Выбрать главу

Но таков уж был характер дядюшки Никодемуса. И блестящий молдинг на ветхой развалине — это было в его духе. Когда-то у дядюшки Никодемуса был велосипед. Тимоти прекрасно помнил, как велосипед приобретал все более чудовищные формы по мере того, как черная — «Сделано в Бирмингеме» — рама украшалась приспособлениями и изобретениями из меди, латуни, хрома и железа, тремя клаксонами, парочкой здоровенных звонков на руле, специальными накидными гайками — «барашками» по обеим сторонам втулки заднего колеса, оловянным леопардом в стремительном прыжке, арматурой для тройного крепления передней и цепной вилок и фонарем, делавшим до этого честь какому-то конному экипажу…

Так что хромированный поясок вокруг кузова — это уже вошло в традицию, точно так же как и знаменитая улыбка этого вечного младенца.

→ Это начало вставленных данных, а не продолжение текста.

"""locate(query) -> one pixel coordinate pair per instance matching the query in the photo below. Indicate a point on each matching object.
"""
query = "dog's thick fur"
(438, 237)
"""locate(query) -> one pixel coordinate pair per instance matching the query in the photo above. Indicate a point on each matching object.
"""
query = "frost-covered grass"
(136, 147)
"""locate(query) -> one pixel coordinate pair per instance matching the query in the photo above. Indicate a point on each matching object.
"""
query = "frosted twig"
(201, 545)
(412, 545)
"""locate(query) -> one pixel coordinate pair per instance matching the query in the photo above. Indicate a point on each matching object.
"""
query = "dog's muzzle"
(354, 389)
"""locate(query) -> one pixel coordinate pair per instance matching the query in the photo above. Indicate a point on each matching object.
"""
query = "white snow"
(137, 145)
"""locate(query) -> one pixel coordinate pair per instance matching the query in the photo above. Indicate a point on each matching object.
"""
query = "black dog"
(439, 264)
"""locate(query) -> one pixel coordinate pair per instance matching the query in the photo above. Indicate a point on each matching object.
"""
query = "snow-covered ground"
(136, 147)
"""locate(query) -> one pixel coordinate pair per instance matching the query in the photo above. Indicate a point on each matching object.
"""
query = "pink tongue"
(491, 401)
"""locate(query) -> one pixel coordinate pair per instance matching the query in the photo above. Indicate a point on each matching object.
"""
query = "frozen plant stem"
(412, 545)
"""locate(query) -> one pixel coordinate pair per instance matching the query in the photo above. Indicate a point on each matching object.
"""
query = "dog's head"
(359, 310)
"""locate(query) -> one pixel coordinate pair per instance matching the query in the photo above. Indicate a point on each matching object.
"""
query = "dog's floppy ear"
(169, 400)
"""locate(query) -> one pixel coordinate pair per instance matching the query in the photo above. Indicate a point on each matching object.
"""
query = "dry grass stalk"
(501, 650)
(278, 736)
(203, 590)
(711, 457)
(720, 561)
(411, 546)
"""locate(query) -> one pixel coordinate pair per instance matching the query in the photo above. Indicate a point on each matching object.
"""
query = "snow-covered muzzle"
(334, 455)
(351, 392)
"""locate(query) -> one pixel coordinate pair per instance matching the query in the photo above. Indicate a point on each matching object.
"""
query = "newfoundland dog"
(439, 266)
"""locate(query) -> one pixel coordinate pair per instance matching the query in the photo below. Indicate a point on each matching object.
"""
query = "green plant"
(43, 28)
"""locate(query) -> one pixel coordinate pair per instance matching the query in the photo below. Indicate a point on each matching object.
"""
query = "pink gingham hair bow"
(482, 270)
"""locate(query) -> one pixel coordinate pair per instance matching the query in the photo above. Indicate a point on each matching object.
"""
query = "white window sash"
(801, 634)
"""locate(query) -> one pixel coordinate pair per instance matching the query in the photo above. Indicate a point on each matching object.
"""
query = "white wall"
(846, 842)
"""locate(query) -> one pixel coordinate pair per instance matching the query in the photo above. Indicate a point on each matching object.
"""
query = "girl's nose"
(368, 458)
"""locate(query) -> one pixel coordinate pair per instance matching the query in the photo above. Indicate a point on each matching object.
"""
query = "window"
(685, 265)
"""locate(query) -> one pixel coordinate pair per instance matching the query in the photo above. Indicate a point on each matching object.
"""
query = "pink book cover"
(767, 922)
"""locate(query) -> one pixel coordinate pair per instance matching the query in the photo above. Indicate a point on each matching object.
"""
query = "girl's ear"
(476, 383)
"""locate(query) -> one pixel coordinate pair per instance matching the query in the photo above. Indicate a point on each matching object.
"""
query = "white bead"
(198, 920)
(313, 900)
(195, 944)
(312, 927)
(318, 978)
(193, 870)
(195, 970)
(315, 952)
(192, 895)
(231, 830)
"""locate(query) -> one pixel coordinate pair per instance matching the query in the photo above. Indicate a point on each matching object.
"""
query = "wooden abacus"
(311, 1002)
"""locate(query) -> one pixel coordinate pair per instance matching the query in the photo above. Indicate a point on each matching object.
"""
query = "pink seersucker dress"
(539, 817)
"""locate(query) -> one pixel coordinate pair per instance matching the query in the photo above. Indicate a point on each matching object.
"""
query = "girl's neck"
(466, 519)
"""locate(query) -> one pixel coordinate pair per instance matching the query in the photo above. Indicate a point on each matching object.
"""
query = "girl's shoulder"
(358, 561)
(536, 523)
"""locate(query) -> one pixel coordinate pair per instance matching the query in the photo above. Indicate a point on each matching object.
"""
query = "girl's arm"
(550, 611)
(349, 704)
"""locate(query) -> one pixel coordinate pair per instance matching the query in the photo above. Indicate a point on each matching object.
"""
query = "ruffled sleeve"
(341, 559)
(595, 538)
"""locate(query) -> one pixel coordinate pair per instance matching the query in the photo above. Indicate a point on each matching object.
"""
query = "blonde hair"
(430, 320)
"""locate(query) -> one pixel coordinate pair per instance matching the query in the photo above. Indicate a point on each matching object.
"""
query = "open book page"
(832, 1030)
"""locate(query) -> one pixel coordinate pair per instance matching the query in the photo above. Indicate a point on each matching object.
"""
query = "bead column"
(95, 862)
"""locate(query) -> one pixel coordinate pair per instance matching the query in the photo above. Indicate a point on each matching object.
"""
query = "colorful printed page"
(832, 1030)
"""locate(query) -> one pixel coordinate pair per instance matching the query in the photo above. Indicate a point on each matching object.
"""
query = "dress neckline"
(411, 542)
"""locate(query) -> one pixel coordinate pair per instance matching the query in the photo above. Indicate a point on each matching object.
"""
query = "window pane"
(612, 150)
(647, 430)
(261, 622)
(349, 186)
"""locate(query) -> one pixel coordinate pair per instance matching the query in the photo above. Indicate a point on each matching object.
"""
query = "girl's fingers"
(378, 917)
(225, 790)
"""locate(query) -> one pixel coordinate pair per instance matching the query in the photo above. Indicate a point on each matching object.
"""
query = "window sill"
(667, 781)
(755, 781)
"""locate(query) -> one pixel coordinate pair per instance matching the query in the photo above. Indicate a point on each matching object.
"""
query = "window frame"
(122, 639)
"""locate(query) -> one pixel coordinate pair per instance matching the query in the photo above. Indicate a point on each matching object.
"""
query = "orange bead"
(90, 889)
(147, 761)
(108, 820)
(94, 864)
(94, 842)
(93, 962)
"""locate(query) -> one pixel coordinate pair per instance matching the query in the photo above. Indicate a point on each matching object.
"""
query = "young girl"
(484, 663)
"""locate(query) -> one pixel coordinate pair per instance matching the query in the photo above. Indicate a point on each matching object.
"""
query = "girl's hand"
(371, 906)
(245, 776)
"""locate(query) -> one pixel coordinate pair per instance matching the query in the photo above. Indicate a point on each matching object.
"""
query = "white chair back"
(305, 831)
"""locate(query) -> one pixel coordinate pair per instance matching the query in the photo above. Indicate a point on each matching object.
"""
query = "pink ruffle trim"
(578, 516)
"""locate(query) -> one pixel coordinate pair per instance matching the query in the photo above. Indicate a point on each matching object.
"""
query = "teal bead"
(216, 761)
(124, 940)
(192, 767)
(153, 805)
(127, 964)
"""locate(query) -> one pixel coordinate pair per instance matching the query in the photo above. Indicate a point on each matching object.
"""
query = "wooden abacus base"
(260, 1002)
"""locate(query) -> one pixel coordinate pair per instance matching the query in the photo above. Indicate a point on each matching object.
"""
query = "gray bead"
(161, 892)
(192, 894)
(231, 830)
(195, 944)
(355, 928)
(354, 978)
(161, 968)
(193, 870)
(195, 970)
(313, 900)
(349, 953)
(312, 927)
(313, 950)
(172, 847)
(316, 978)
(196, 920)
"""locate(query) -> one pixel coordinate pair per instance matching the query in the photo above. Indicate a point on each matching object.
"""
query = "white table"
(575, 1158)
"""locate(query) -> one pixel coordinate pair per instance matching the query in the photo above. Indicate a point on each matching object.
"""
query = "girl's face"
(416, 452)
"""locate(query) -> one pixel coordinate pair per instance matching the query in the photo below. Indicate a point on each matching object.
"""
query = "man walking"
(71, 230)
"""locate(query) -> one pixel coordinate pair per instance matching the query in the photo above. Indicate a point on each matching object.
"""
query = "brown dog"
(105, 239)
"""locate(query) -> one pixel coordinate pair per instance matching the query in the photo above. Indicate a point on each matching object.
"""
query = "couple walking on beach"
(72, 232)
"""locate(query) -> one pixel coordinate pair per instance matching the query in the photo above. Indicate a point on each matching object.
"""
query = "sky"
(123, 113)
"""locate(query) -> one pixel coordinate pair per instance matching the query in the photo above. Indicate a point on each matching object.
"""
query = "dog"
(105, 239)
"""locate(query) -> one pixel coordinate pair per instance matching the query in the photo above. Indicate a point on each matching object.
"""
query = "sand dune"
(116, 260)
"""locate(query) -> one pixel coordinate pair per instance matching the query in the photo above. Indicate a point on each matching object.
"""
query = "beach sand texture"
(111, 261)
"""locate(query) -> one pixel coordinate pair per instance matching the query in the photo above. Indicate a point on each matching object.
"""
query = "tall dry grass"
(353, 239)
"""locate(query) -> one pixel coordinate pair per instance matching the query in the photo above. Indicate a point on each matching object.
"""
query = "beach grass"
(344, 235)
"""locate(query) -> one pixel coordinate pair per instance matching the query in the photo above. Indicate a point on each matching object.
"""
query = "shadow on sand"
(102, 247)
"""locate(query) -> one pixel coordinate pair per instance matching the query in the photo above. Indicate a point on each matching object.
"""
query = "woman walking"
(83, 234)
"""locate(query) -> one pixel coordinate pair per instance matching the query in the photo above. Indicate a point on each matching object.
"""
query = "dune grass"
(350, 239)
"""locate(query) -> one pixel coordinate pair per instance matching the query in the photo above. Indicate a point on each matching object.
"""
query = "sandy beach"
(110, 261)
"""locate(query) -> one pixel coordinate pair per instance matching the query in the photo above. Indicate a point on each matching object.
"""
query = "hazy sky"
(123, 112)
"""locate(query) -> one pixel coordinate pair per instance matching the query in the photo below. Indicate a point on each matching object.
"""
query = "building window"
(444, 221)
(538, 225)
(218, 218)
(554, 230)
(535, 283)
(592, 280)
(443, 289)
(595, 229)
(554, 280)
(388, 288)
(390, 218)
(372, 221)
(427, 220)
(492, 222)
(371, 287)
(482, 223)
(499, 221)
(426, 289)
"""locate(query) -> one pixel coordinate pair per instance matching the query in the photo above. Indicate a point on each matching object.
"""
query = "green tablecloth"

Дядюшка Никодемус перегнулся через спинку сиденья, пыхтя и раздражаясь, схватился с заклинившей вдруг задней дверцей, в попытках осилить ее он возбужденно тряс своей почти совсем седой головой. Прежде чем скользнуть к дядюшке, Тимоти бережно опустил на заднее, только что освободившееся от пассажиров сиденье футляр с флейтой.

Никодемус тронул с места, даже не потрудившись, как все на свете водители, взглянуть вперед, так он был увлечен разговором. Так, наудачу, он проездил все восемь лет со дня получения шоферских прав — похвальное, но, когда человеку за пятьдесят, само по себе довольно смелое предприятие, просто авантюра, так намеревался он ездить и впредь, пока добрый боженька сочтет возможным не посылать ему препятствий на дорогах и не бросать камней под колеса.

«Может быть, он видит ухом?» — мелькнуло у Тимоти. Все возможно. Старик так и сыпал словами, заливался, как его концертина, которую Тимоти хорошо помнил. Разве ему нечем гордиться? Разве это не он везет мальчика назад в Бракплатц, к Рози, и к доктору, и к реке, что бежит мимо застывших волнами холмов?

А-а-а-о-у! Теперь они снова смогут пройтись по главной улице вместе с мальчиком; и они обязательно зайдут в «поселение». (Никодемус держался старых названий, ему так и не привилось это новомодное «тауншип».) Пусть его друзья увидят, что малыш вернулся из заморских стран, и полюбуются. Он будет играть для них всех.

А-а-а-о-у! И он нажимал на педаль газа до тех пор, пока двигатель не заревел ответным: «А-а-а-о-у».

Они пробились через весь центр и пригороды Йоханнесбурга, миновали Сити Дип, прибавили скорости, и за Альбертоном вырвались на шоссе к Дурбану. На развилке дядюшка Никодемус свернул с магистральной дороги влево — отсюда до Бракплатца оставалось немногим больше двадцати миль. Среди вельда, когда город остался за спиной, Тимоти удовлетворенно вздохнул. Что ж, он не опозорил доктора и других пославших его учиться в Лондон. И не обманул их надежд.

Трансваальское солнце, только что народившееся и трепетное, как мираж, заглядывало с востока в кабину старого «бьюика». Тимоти испытывал беспредельное удовольствие и от солнца, и от вельда, и от общества своего старого дядюшки.

Никодемус никогда ничего не требовал от жизни, когда-то давно взяв себе за правило довольствоваться тем, что она ему дает, и держался осторожно, тщательно избегая неприятностей. «Что бы и тебе быть таким», — не уставала говорить Тимоти его мать.

Лицо Никодемуса, напоминавшее сморщенный и потрескавшийся от старости коричневый башмак, было само простодушие и счастье, переполнявшее его натуру. Это была сила дядюшки Никодемуса и его слабость: вечная и неизменная доброта перестает быть людям в удивление. Старик твердо держался традиции племени, несмотря на все соблазны городской жизни.

Впервые он попал в Йоханнесбург в начале двадцатых годов, у него был велосипед, и он служил мальчиком на посылках. К тому времени у него уже сформировался взгляд на жизнь. Желание у него было самое скромное — просто быть самим собой — и черты характера только те, что он унаследовал от природы. Ничего привнесенного. Самим собой он и остался. Он казался невосприимчивым к несчастью: он просто игнорировал его и избегал обстоятельств, могущих его породить. А в тех случаях, когда грубая действительность оказывалась неумолимой и все-таки посылала ему испытания, он искал успокоения в музыке.